Тут Вероника встала и книксен сделал. Села – и снова завела:
– Спасибо большое! Добрый вы человек! Джентльмена – его ж сразу видно. Не какой-нибудь там, а порядочный… Так я говорю? Сразу видно!
И, всплёскивая руками, благодарила до тех пор, пока её охранник слегка за волосы не оттаскал. Тогда успокоилась.
А директор речь свою продолжил.
– Друзья мои…
Откашлялся. А Вероника всхлипнула и волосы свои встрёпанные в пучок скручивать стала (вообще-то короткие они у неё, стриженные… брюнетка, вроде, когда-то была, да потом столько раз красилась – цвет теперь у волос, как у той швабры, которой цех малярный после пересменки вымыли). Скрутила – и проволочкой скрученной зашпилила.

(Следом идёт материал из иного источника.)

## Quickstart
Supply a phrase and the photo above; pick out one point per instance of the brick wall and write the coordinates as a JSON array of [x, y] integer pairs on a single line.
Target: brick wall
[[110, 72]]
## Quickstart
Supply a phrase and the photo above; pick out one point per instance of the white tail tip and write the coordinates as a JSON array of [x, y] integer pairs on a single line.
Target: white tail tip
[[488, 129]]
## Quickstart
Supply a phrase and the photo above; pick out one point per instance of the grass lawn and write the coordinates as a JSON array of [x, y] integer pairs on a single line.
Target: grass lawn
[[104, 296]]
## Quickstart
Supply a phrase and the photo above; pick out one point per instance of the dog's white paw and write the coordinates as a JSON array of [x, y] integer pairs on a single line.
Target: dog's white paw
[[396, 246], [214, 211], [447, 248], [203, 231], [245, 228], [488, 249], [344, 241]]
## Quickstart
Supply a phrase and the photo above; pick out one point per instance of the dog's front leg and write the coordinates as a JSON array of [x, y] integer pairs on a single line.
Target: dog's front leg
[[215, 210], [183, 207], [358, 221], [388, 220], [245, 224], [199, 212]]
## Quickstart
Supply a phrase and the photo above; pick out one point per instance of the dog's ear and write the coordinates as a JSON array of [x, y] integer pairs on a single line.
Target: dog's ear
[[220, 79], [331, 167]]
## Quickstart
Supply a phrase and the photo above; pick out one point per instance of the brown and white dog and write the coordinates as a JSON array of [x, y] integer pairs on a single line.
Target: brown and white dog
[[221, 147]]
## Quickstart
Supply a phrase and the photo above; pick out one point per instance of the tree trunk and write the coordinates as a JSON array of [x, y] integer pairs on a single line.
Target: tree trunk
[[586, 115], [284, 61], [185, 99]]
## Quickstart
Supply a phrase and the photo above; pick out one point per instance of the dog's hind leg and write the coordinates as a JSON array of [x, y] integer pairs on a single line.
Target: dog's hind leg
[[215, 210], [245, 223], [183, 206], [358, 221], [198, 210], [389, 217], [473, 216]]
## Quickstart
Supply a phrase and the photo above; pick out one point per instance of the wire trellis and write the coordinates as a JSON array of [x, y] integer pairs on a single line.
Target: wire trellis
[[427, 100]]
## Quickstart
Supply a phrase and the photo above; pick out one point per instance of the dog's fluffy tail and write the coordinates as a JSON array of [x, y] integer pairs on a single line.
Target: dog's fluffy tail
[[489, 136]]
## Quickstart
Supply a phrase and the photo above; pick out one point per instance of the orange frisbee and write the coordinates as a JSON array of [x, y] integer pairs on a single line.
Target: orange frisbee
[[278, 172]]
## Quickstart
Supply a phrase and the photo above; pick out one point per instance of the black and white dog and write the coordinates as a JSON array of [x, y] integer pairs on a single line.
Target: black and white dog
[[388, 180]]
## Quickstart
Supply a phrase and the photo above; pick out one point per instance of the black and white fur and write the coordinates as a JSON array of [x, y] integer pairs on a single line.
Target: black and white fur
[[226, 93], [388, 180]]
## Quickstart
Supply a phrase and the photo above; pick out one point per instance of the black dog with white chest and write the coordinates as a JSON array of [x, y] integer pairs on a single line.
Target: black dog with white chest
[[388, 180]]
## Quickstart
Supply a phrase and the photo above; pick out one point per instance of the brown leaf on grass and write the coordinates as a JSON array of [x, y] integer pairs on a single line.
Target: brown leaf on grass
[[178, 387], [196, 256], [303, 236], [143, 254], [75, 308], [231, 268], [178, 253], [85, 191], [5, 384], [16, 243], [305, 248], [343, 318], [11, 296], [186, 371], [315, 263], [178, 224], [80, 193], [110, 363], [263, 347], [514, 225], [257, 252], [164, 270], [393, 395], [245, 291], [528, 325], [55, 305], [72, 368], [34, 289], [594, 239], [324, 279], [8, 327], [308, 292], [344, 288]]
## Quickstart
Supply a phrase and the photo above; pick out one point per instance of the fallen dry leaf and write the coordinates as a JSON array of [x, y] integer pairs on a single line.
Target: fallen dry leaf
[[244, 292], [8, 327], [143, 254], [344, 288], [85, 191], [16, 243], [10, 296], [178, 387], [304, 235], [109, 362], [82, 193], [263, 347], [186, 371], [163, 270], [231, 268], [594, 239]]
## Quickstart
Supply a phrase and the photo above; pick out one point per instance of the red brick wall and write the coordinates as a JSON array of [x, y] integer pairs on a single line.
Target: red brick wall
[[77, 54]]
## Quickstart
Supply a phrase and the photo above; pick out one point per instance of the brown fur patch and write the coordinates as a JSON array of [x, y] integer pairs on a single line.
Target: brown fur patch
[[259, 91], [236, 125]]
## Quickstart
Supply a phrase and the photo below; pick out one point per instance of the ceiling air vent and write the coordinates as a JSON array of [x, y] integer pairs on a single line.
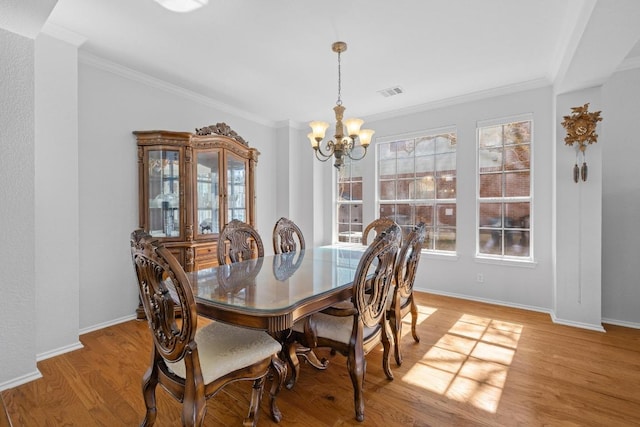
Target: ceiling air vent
[[392, 91]]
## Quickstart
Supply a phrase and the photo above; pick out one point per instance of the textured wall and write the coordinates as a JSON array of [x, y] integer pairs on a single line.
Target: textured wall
[[17, 305]]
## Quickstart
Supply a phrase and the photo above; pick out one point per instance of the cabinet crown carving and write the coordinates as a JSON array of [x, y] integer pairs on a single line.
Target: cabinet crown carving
[[221, 129]]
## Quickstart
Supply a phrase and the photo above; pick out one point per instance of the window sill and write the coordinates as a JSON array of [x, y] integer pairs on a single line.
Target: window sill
[[527, 263]]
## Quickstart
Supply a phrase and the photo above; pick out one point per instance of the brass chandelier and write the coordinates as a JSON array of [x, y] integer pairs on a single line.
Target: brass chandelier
[[342, 144]]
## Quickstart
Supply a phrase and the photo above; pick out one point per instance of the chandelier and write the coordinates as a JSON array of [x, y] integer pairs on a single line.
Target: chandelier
[[342, 144]]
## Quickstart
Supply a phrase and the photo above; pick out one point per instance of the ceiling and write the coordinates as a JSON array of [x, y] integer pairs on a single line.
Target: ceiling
[[273, 59]]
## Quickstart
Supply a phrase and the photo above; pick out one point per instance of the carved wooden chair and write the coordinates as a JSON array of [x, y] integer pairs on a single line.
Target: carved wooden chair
[[287, 237], [194, 364], [377, 225], [239, 241], [401, 301], [355, 331]]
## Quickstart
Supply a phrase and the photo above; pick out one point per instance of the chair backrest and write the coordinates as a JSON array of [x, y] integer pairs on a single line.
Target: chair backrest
[[285, 234], [377, 225], [370, 293], [241, 238], [408, 259], [163, 284]]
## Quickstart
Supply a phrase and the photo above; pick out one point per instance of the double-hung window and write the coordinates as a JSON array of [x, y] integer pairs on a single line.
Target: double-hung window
[[504, 188], [416, 178], [349, 202]]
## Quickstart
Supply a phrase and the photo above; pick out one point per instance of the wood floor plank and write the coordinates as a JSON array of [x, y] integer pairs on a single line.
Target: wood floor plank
[[475, 365]]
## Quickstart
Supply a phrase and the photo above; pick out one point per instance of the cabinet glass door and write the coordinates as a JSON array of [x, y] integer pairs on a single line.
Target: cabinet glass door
[[207, 203], [236, 188], [164, 193]]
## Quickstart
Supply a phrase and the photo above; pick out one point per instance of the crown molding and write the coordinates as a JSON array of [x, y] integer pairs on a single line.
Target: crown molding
[[462, 99], [128, 73], [63, 34], [629, 64]]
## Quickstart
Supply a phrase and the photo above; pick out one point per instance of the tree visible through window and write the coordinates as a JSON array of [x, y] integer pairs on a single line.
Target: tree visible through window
[[349, 202], [504, 199], [417, 183]]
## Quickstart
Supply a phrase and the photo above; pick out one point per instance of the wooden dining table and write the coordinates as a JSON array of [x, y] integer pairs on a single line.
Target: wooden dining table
[[272, 292]]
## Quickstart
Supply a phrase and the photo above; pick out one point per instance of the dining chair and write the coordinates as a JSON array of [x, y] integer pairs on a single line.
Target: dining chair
[[193, 364], [287, 236], [377, 225], [355, 331], [401, 301], [239, 241]]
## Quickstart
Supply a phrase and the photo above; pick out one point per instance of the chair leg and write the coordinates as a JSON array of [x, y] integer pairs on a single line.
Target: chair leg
[[149, 383], [414, 320], [291, 355], [279, 371], [357, 365], [386, 345], [396, 327], [256, 398]]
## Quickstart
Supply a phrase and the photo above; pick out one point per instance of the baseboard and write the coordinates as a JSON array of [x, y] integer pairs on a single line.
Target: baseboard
[[107, 324], [621, 323], [591, 326], [20, 380], [58, 351]]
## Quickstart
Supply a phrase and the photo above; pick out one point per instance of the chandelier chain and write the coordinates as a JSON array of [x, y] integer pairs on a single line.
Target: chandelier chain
[[339, 101]]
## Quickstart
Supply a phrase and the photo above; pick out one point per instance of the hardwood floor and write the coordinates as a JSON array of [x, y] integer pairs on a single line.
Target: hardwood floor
[[476, 364]]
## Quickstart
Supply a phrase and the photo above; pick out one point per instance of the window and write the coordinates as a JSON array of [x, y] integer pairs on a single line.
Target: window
[[417, 183], [349, 202], [504, 188]]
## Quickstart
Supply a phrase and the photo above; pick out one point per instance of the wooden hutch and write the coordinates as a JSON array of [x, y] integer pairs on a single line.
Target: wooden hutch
[[191, 185]]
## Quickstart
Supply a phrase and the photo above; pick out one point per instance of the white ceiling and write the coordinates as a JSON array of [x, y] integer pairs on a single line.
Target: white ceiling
[[273, 58]]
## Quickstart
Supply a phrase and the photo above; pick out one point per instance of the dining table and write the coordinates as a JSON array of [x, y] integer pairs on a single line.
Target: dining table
[[273, 292]]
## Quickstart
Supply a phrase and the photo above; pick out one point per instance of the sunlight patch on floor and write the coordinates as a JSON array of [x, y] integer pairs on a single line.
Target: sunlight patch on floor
[[470, 362]]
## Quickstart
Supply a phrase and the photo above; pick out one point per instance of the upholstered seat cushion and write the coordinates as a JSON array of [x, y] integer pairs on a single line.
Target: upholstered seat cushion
[[336, 328], [225, 348]]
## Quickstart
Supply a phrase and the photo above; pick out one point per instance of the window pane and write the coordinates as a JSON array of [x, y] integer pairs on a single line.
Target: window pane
[[424, 187], [517, 157], [517, 184], [424, 213], [387, 190], [425, 165], [387, 210], [491, 185], [490, 136], [405, 167], [517, 133], [447, 187], [405, 188], [490, 160], [491, 215], [446, 163], [387, 169]]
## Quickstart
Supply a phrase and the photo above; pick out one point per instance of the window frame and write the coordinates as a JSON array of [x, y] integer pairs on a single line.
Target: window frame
[[435, 203], [529, 258]]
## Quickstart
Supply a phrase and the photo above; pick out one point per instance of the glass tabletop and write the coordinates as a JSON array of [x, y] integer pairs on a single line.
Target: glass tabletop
[[276, 282]]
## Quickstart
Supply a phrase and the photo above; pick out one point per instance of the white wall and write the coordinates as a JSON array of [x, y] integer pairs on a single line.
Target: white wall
[[112, 103], [621, 199], [578, 211], [526, 285], [17, 195], [57, 255]]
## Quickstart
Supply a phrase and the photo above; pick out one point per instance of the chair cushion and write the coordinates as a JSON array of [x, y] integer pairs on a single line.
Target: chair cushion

– …Вы – наша надежда. Ваши выступления – лучшее, что происходит в жизни посетителей нашего клуба, это единственная радость, которая у них есть. Знаете ли вы, как велика любовь зрителей к вам, артистам? Знаете ли вы, можете ли вы представить, как они сопереживают вам, как близко к сердцу принимают… Что они принимают? Что? Господи, каждый раз одно и то же! В общем… И когда, под гром аплодисментов, изуродованное тело артиста уносят со сцены…

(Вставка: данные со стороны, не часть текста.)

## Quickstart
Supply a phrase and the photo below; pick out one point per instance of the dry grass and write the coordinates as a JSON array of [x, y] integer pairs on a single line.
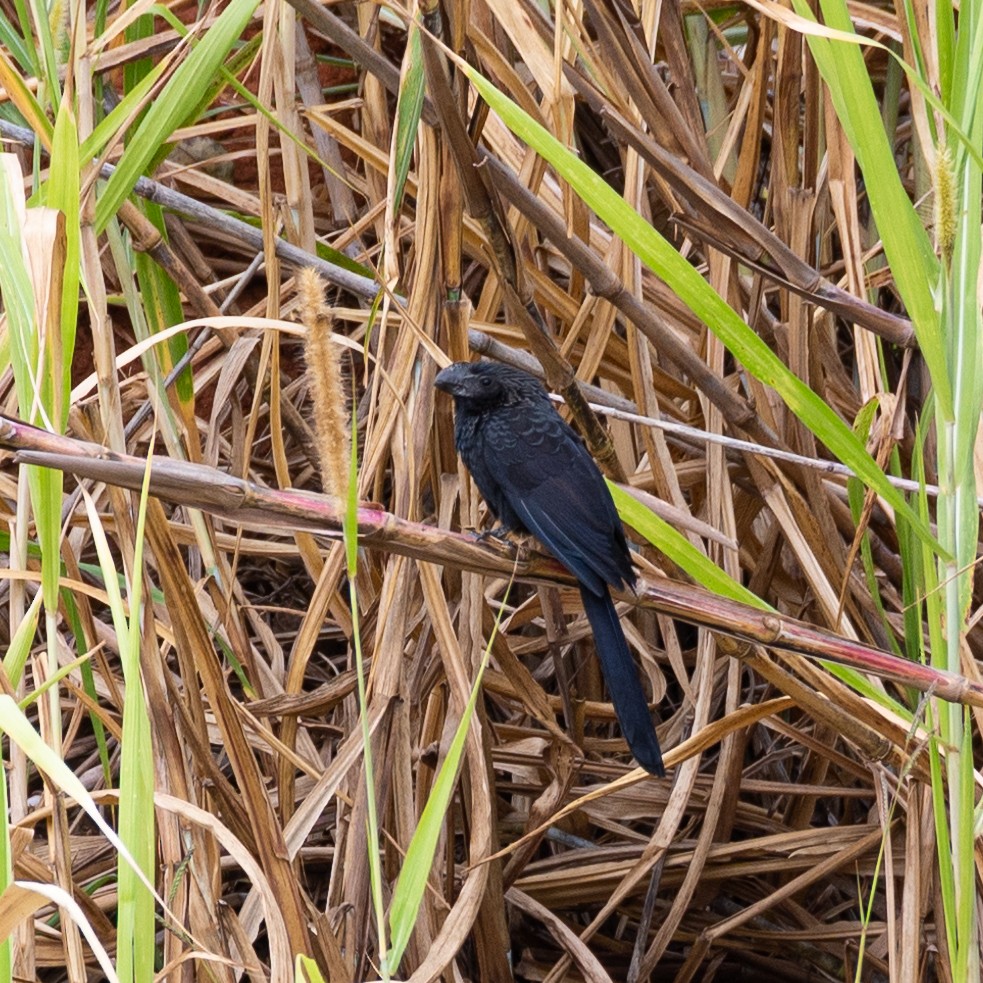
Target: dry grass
[[794, 837]]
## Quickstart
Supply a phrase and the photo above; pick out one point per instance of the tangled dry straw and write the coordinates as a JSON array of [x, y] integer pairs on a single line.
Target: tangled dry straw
[[793, 839]]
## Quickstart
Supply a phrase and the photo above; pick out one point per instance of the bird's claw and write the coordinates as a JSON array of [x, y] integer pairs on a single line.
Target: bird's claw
[[499, 536]]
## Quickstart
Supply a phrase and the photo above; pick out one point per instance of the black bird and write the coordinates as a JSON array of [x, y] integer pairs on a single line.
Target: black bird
[[536, 476]]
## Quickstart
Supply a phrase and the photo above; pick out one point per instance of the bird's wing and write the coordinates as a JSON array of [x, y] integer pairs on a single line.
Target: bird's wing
[[553, 485]]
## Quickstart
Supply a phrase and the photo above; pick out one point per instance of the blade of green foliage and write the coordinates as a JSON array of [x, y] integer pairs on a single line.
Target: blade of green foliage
[[62, 192], [409, 107], [162, 306], [15, 725], [108, 127], [6, 875], [21, 642], [11, 40], [418, 862], [659, 255], [171, 108], [135, 918], [680, 550], [906, 243]]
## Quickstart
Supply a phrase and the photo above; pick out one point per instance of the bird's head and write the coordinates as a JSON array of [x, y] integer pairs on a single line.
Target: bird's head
[[486, 383]]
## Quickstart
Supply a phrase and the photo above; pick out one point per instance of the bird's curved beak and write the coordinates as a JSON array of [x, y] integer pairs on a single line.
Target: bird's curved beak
[[451, 380]]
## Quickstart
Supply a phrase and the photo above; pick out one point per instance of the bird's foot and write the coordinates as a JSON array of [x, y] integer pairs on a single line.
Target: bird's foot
[[499, 536]]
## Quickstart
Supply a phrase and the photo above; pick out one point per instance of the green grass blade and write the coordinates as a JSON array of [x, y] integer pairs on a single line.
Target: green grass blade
[[409, 108], [680, 550], [171, 108], [906, 243]]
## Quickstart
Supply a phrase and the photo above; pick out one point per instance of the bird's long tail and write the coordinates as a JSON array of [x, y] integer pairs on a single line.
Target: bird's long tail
[[622, 678]]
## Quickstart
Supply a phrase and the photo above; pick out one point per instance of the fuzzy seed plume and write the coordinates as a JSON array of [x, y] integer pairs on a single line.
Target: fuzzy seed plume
[[945, 204], [327, 389]]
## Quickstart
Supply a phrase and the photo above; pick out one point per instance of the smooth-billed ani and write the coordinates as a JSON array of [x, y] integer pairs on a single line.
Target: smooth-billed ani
[[536, 476]]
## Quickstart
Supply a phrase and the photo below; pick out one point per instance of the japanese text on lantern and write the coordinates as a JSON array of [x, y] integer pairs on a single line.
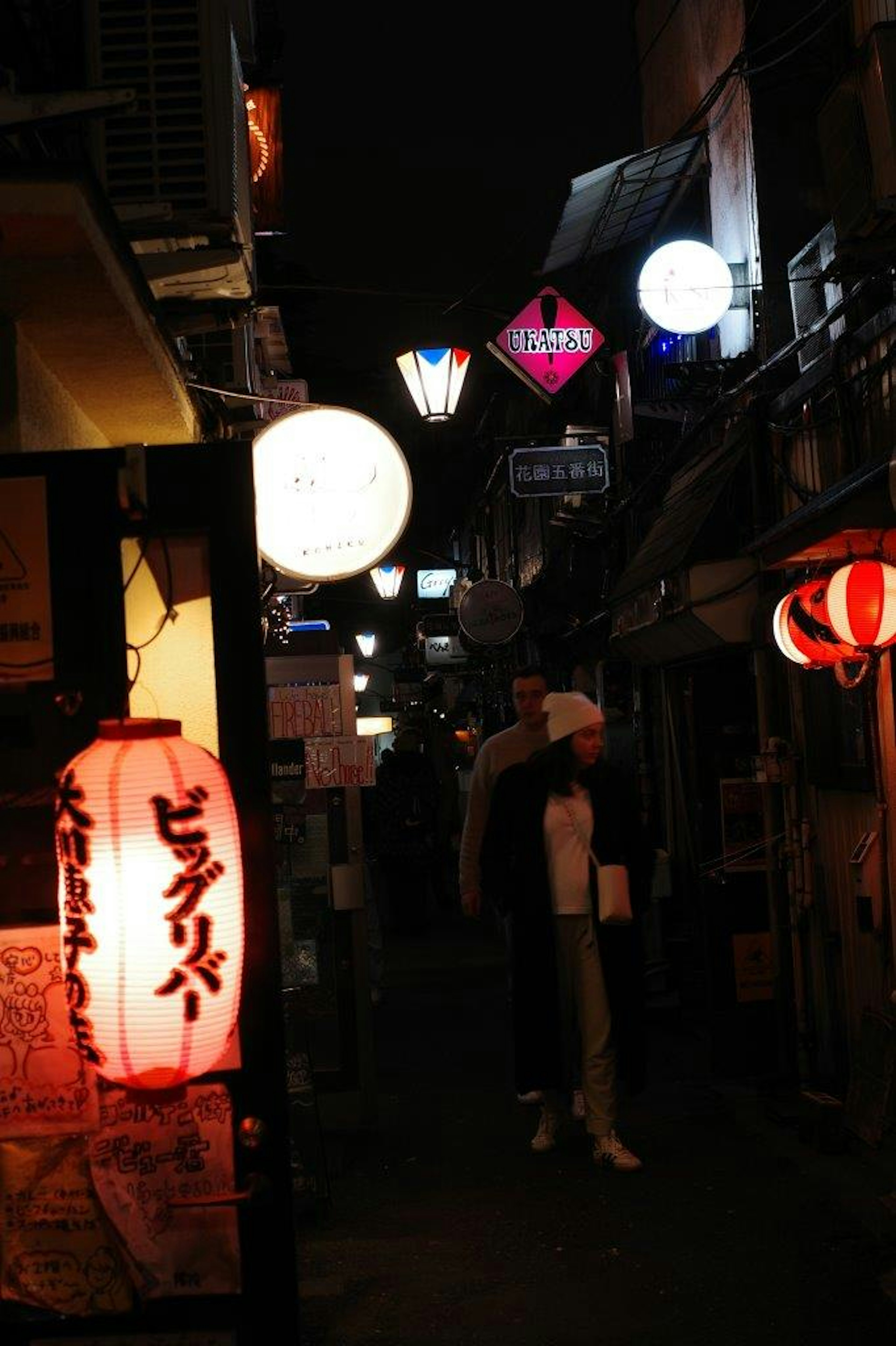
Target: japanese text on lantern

Зашпилила. И язык показала тому охраннику, что за загривок её хватал. А он ей улыбнулся. Может, добрые есть среди охранников? Ведь и их понять можно… Мы-то тут на время, а они… Неужели навсегда?
– …Смотрите на них, войдите в их души, завладейте их сердцами…
– На хрена? – громко спросил Рыжий.
Задремавшие охранники его не услышали.
– И тогда…
Тут директор прервался. Достал платок, сложил его уголком, тщательно вытер губы. Убрал платок. Глянул мельком в подсунутую ему едва не под самый нос секретарём какую-то жёлтую, смятую бумажку. Покачал головой.
И, не сказав, что именно будет «тогда», перескочил на часть организационную. И на душе его сразу стало спокойно (он и мычать после каждого слова перестал, и складки напряжённые на лице разгладились и глаза он перестал к потолку закатывать).